AVS 53rd International Symposium
    Electronic Materials and Processing Wednesday Sessions
       Session EM-WeM

Paper EM-WeM2
Formation and Ordering of Ga Droplets Using a Focused Ion Beam

Wednesday, November 15, 2006, 8:20 am, Room 2003

Session: New Directions in Compound Semiconductors
Presenter: W. Ye, University of Michigan
Authors: W. Ye, University of Michigan
B.L. Cardozo, University of Michigan
X. Weng, Penn State University
J.F. Mansfield, University of Michigan
R.S. Goldman, University of Michigan
Correspondent: Click to Email
The directed self-assembly of low-dimensional semiconductor structures has been achieved using a variety of approaches to producing topographical patterns. However, an approach for achieving highly ordered arrangements of nanostructures with well-controlled shapes and size distributions has yet to be developed. Therefore, we are exploring the formation mechanisms of Ga droplets which may in turn be used for the directed seeding of semiconductor nanopillars. Using a Ga focused ion beam, we have investigated the formation and ordering of Ga droplets on a variety of semiconductor surfaces. On GaAs and GaSb surfaces, randomly distributed Ga droplets are observed above a critical dose (~4E16/cm^2).

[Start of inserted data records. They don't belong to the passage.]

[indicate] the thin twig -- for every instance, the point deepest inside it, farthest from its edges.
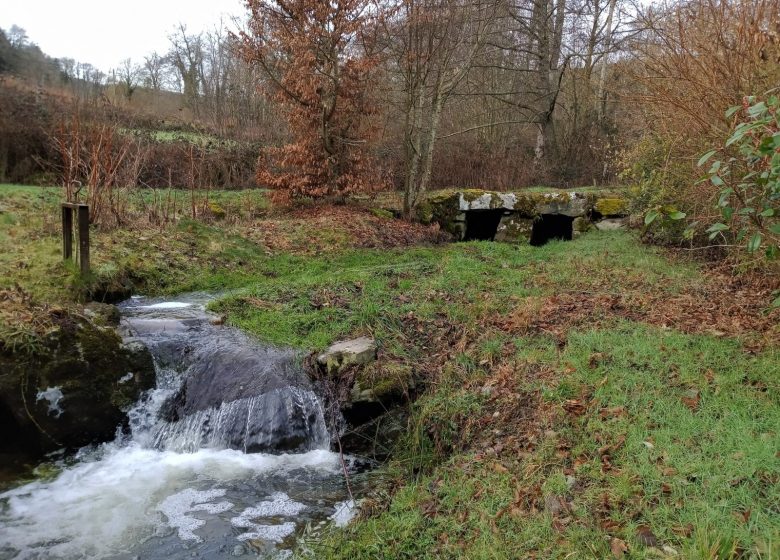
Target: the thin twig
(344, 467)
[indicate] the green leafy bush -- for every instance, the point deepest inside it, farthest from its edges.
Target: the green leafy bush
(747, 172)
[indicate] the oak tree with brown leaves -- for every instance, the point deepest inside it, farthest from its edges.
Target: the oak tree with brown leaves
(313, 56)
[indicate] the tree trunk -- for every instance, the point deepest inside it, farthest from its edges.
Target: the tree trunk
(601, 97)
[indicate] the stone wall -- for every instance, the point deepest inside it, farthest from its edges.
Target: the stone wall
(469, 214)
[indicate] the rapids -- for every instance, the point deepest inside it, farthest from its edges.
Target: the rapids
(182, 481)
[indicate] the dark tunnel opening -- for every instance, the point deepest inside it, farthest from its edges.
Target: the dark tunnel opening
(482, 225)
(551, 226)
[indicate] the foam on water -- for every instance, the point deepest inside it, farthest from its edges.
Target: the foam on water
(279, 505)
(169, 305)
(100, 508)
(165, 487)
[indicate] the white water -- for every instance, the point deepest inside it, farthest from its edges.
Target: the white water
(104, 507)
(133, 498)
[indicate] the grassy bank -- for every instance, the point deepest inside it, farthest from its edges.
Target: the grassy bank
(591, 399)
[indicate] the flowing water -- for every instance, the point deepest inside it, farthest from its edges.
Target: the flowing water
(228, 456)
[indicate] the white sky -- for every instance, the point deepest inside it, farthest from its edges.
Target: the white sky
(104, 32)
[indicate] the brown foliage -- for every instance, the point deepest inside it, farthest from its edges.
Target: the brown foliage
(702, 57)
(318, 75)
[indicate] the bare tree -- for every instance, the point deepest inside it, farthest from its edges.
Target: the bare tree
(154, 70)
(433, 44)
(186, 55)
(127, 76)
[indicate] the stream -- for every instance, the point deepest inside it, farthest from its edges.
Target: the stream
(227, 457)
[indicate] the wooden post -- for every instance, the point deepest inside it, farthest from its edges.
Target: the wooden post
(67, 233)
(83, 217)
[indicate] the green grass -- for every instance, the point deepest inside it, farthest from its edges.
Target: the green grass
(690, 476)
(309, 302)
(490, 437)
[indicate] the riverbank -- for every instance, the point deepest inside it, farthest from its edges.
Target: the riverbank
(596, 398)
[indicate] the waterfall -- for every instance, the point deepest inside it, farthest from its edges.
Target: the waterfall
(228, 455)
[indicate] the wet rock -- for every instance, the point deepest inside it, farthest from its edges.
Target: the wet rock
(102, 314)
(514, 229)
(360, 351)
(581, 225)
(611, 224)
(74, 390)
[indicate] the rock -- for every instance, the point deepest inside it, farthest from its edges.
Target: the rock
(514, 229)
(572, 205)
(102, 314)
(611, 224)
(610, 207)
(581, 225)
(74, 390)
(360, 351)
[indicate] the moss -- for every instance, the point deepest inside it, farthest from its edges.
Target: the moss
(444, 209)
(216, 210)
(382, 213)
(387, 381)
(611, 206)
(470, 195)
(526, 203)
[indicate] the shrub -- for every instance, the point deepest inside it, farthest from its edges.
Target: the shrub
(748, 176)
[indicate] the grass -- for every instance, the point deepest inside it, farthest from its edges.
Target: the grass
(703, 481)
(559, 415)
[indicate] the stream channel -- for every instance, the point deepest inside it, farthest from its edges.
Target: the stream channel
(227, 457)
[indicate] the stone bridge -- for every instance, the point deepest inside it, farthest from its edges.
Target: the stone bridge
(523, 216)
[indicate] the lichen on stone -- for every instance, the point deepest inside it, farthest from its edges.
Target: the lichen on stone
(611, 206)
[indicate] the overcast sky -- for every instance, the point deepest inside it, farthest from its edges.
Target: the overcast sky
(104, 32)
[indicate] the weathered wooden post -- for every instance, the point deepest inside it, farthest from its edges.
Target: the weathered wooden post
(82, 217)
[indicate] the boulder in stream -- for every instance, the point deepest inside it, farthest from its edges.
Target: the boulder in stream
(72, 388)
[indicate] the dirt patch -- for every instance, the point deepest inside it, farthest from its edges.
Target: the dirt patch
(721, 305)
(322, 228)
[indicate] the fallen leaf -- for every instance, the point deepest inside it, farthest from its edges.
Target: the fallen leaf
(691, 399)
(595, 360)
(645, 536)
(683, 530)
(619, 547)
(574, 407)
(743, 516)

Subsequent ion beam irradiation results in growth and coalescence of the droplets. On silicon surfaces irradiated with similar doses, droplets are not observed, suggesting a droplet formation mechanism associated with preferential group V element sputtering, and subsequent local Ga agglomeration. Under further irradiation, Ga droplet motion is observed, possibly due to Marangoni motion. Interestingly, a higher droplet velocity is observed on GaSb than on GaAs surfaces, suggesting that droplet motion is dependent on the energetics of the Ga-substrate interface. To obtain ordered Ga droplets, we have milled arrays of holes with uniform sizes and shapes. By controlling the ion beam energy, current, and position, hole arrays with various sizes, depths, and periodicities may be produced. After scanning the ion beam over the patterned area, Ga atoms agglomerate within the holes, leading to the formation of ordered arrays of nearly uniformly-sized Ga droplets. We will also discuss the interaction of Ga droplets with various N-source gases, including the formation of GaN-rich nanocrystals upon exposure to ammonia vapor. @FootnoteText@ This work was supported by an Intelligence Community Postdoctoral Fellowship, the Radcliffe Institute of Advanced Study, NSF-NER, and AFOSR-MURI.